Metabolism describes the process by which a drug is altered chemically in the body into its metabolite, which may be more or less active. This process usually occurs in the liver, but can also take place in the plasma, lungs, stomach, small intestine, kidney and skin. It contains two phases: phase 1 and phase 2.

  • Phase 1 reaction: oxidation, reduction and hydrolysis - mediated by the Cytochrome P450 enzyme. This process makes the drug chemical more reactive, often makes it more toxic, or even more pharmacologically active.
  • Phase 2 reaction: Glucuronidation, sulfation, glutathione conjugation, N-acetylation, methylation. The 'activated' drug molecule is combined with another molecule to produce an inactive compound which is usually more water soluble (polar) than the original chemical. It is also easier for excretion.

Put simply, this process converts lipid soluble drugs to water soluble metabolites.

First pass metabolism[change | change source]

All drugs that are absorbed from the small intestine are first transported to the liver by the hepatic portal vein, in many cases a large proportion of the drug is then metabolized immediately before the drug enters the systemic circulation. This process is called first pass metabolism. Some drugs undergo extensive first pass metabolism such that only about 10% of the administered dose enters the circulation: "10% bioavailability". In the case of some drugs, the metabolism occurs within the gut before even reaching the liver.

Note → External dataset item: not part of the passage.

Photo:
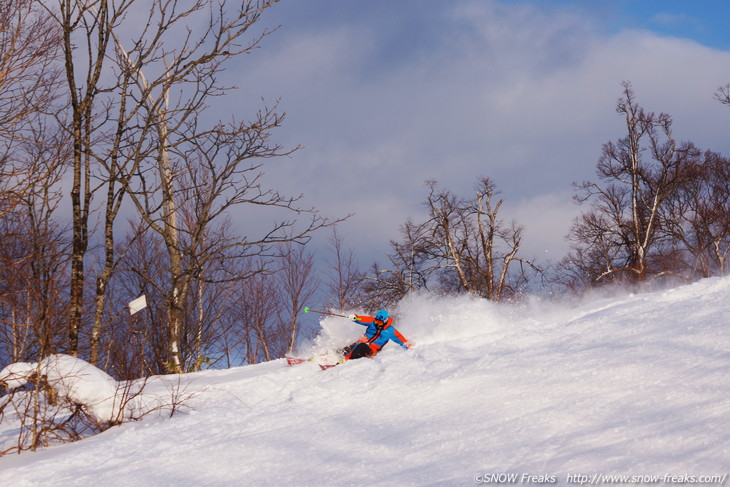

Kinetics of drug elimination[change | change source]

Can be zero order or first order:

Zero order First order
Rate is constant Rate is not constant
Independent of the plasma concentration of the drug Proportional to the concentration of the drug
Linear Curvilinear
Active transport Passive diffusion

Excretion[change | change source]

This is an elimination process by which a drug or its metabolite is removed from the body. Usually this occurs in the kidneys (urine), but can also take place in the biliary system (faeces), gastrointestinal tract (GIT), skin (sweat) and lungs (expired air).

Factos effecting drug excretion[change | change source]

Many of the products of hepatic metabolism are water soluble metabolites of lipid soluble drugs, these enter the systemic circulation and are transported to the kidney where they are eventually excreted in the urine.

Drugs and metabolites that are in free aqueous solution may also be excreted in sweat or expired air. Where the drug or metabolite is not freely water soluble, it is normally excreted into the gut via the bile duct from when it is excreted in the faeces.

One complication of this route of excretion is the enterohepatic shunt. In this process the drug is excreted into the guy from the bile duct, but is then reabsorbed and transported back to the liver. The consequence of this is that the presence of the drug or metabolite within the body is extended, which, if the metabolite is pharmacologically active, may extend the duration of action of the drug.

Some chemicals, for example lead, accumulate within the tissues.

Factors effecting plasma drug concentration[change | change source]

The actual concentration of drug present within the plasma (bloodstream) following administration is dependent on absorption, distribution, metabolism and excretion. Plasma concentrations of a drug after administration of identical doses either by intravenous injection or orally. Only about half of the dose administered orally actually enters circulation, however the plasma half-life of the drug is approximately 3 hours both orally and via IV.

In most therapeutic circumstances, drugs are not given as a single dose but as multiple doses. This has profound effects on the plasma concentrations achieved. The state of constant maxima and minima is called "steady state". This is the point where rate of drug availability equals rate of elimination, and the optimum therapeutic effect is reached.